Morgens war noch alles gut. Und Mops kam wie immer sofort aus ihrem „Bett“ angewuselt, graden Weges Richtung Wärmelampe und Frühstück. Ihre Tage davor waren anstrengend, bis endlich das richtige Örtchen im Garten gefunden war, um Eier zu legen. Schildkröten geben sich richtig viel Mühe damit, den besten Platz für die Eiablage zu finden, denn schließlich müssen Sonneneinstrahlung und Mikroklima genau stimmen, damit aus den Eiern Schildkrötenbabys schlüpfen können.

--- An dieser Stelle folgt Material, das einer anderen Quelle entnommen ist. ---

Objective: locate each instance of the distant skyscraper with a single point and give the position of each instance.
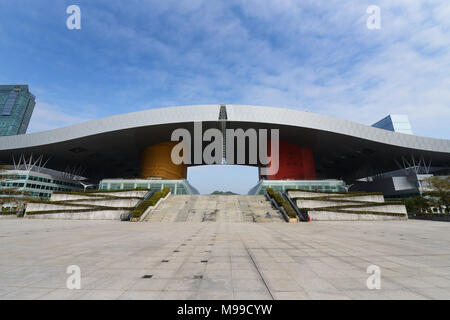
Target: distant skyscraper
(395, 122)
(16, 107)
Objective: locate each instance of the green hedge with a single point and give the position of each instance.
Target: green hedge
(359, 212)
(143, 206)
(282, 203)
(93, 192)
(340, 193)
(28, 213)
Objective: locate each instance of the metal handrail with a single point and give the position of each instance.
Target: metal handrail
(127, 216)
(302, 214)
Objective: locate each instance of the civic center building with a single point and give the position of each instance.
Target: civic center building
(133, 150)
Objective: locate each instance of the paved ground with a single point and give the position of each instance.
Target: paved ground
(318, 260)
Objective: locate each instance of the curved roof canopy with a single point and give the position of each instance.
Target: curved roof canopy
(111, 147)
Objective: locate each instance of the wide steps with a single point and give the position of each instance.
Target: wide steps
(215, 208)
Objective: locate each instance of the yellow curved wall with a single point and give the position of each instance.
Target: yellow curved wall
(156, 162)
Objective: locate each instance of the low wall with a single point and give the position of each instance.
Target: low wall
(366, 198)
(69, 196)
(8, 216)
(306, 194)
(393, 208)
(49, 206)
(66, 196)
(117, 203)
(340, 216)
(301, 203)
(91, 215)
(135, 194)
(430, 216)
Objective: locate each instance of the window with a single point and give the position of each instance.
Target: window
(10, 103)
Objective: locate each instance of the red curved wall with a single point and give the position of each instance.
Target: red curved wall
(296, 163)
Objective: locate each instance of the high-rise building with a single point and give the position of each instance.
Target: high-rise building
(16, 108)
(395, 122)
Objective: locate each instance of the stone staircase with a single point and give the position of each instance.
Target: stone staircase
(215, 208)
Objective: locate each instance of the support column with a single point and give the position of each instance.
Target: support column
(157, 163)
(295, 163)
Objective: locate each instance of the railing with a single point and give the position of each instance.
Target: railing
(279, 208)
(301, 213)
(127, 216)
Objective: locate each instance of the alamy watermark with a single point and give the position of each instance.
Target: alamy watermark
(373, 282)
(73, 282)
(74, 20)
(235, 147)
(374, 20)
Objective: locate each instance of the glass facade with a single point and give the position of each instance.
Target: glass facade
(395, 122)
(177, 186)
(38, 185)
(309, 185)
(16, 107)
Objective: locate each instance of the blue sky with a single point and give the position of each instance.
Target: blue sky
(309, 55)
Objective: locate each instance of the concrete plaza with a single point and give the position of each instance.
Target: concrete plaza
(317, 260)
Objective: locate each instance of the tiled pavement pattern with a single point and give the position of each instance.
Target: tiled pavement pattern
(321, 260)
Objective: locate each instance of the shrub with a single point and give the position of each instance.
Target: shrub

Mops legte für ihren kleinen, verbauten Körper sehr viele Eier. Gut, dass das geschafft war. Nichts deutete darauf hin, dass die kleine Gute-Laune-Mops an einem lebensbedrohlichen Problem litt. Nach dem Frühstück ging sie raus, alles schien ganz normal, sie spazierte durch die Landschaft, wie sie es bis zur Mittagssiesta an einem hübschen Örtchen immer tat. An genauso einem Örtchen fanden wir sie bei der Abendkontrolle. Mops war einfach ohne Ankündigung gestorben.

Aufgrund der fehlenden Erklärung für ihren plötzlichen Tod im Alter von nur 27 Jahren ließen wir die Todesursache in der Pathologie klären. Vielleicht gab es einen Zusammenhang mit ihrer traurigen Vergangenheit. Mops wurde als Baby einfach  aus dem Heimatland entführt: Die Maurische Landschildkröte namens Mops wurde im Jahr 2000 von einem jungen Mann aus dem Marokko-Urlaub mitgebracht. Zu Tausenden werden auf nordafrikanischen Märkten der Natur entnommene Schildkröten für ein paar Euro an Touristen verkauft, die die Tiere dann nach Deutschland schmuggeln. Natürlich ist das alles höchst illegal. Perfekt ist die Katastrophe dann, wenn das lebende Urlaubssouvenir sich als Fehlanschaffung entpuppt. Viele dieser Schildkröten überleben wegen „Haltungsfehlern“ nicht einmal das erste Jahr.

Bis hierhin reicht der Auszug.